4. Suggestions for Future Research
For patients with mental illnesses, it is difficult to recognize their serious health conditions unless they visit a hospital and consult a doctor. In most cases, when an episode occurs, it is identified later through interview and expert consultation, and action is taken at that later moment. However, it is difficult for medical staff to monitor patients’ health conditions in a timely manner, because they cannot observe patients’ daily life patterns outside the hospital.
Therefore, the episode prediction model proposed in this study monitors patients 24/7 through wearable sensor devices on behalf of medical staff outside the hospital, recognizes patterns of changes in circadian rhythm features, and predicts episode events through a prediction model. It serves as an observation tool suitable for detecting and responding to problems in advance or immediately.
The episode prediction model can be developed into a decision support or an expert system service. In other words, if the accuracy of the prediction is sufficiently high, it will be possible to evolve the model into a helper tool for deciphering mental illnesses, along with the experience of the medical staff. In addition, rather than simply focusing on the results of the prediction (i.e., positive or negative in terms of event occurrence), if the tool can pinpoint the characteristic elements and patterns in the sequence data that produce such results, medical staff can analyze those parts closely to determine in detail why such a phenomenon occurs by conducting additional research. If several years of clinical data are collected from multiple institutions, a more reliable expert system can be implemented.
The episode prediction model can be developed into a decision support tool or expert system; however, the episode prediction model must first be implemented for self-health management purposes rather than for diagnosis. For example, it would be beneficial if users can easily check the possibility of an episode occurring by simply wearing a wearable sensor device and using a smartphone, along with receiving feedback about their current status and what actions to take through an app. Thus, it would be of great help in managing health if people suffering from mental illnesses can visually monitor and improve their mental health through a smartphone app.
For realizing the services described above, several future research topics must be addressed in advance.
First, it is necessary to improve the performance of episode prediction models. Here, performance means that the model must output accurate prediction results when unknown test case data are input; it also means increasing the robustness of the model so that errors or malfunctions do not occur, even in test cases containing noise or missing values. The accuracy and robustness of the model need to be tested from various demographic perspectives (e.g., gender, age, and occupation). To increase the reliability of the results, the model must be tested using additional data.

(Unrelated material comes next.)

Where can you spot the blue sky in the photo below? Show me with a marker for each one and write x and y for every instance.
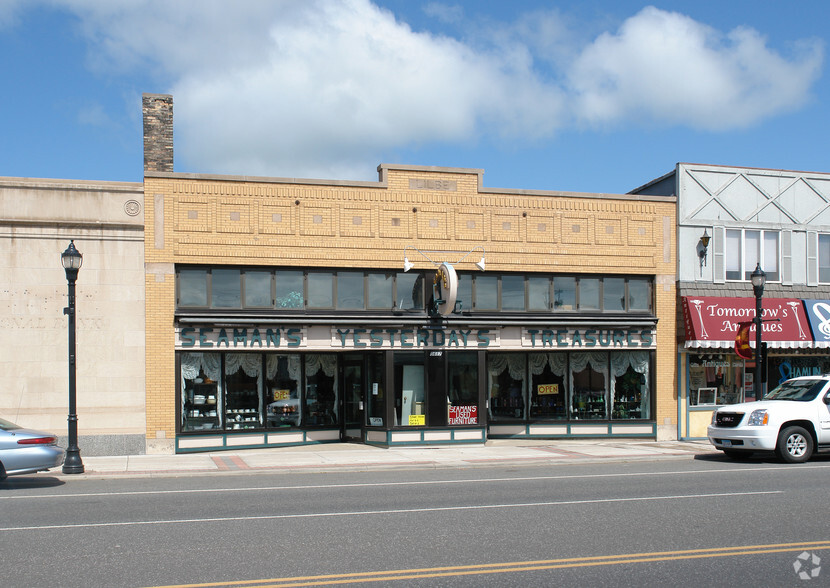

Second, there is a need to further expand the word vocabulary size in the modeling. We adopted a simple approach in terms of word definition; however, we believe that a more detailed vocabulary will be useful for describing longer data sequences. We plan to conduct further research on this topic.
Third, there are fundamental limitations in predicting the likelihood of future episodes using only circadian rhythm signals obtained through sensor devices. For example, genetic and biological factors, medical history, and other environmental factors may play important roles. Therefore, further research is required to design an ensemble model by incorporating possible variables into the prediction model, along with circadian rhythm data, through wearable sensor devices.
Fourth, it would be helpful to perform cross-validation to prevent overfitting of the model and ensure a generalized performance. The generalized performance of the model could be optimized by learning data from a specific institution and testing patients from other institutions. For this purpose, a more diverse and extensive data collection process is required.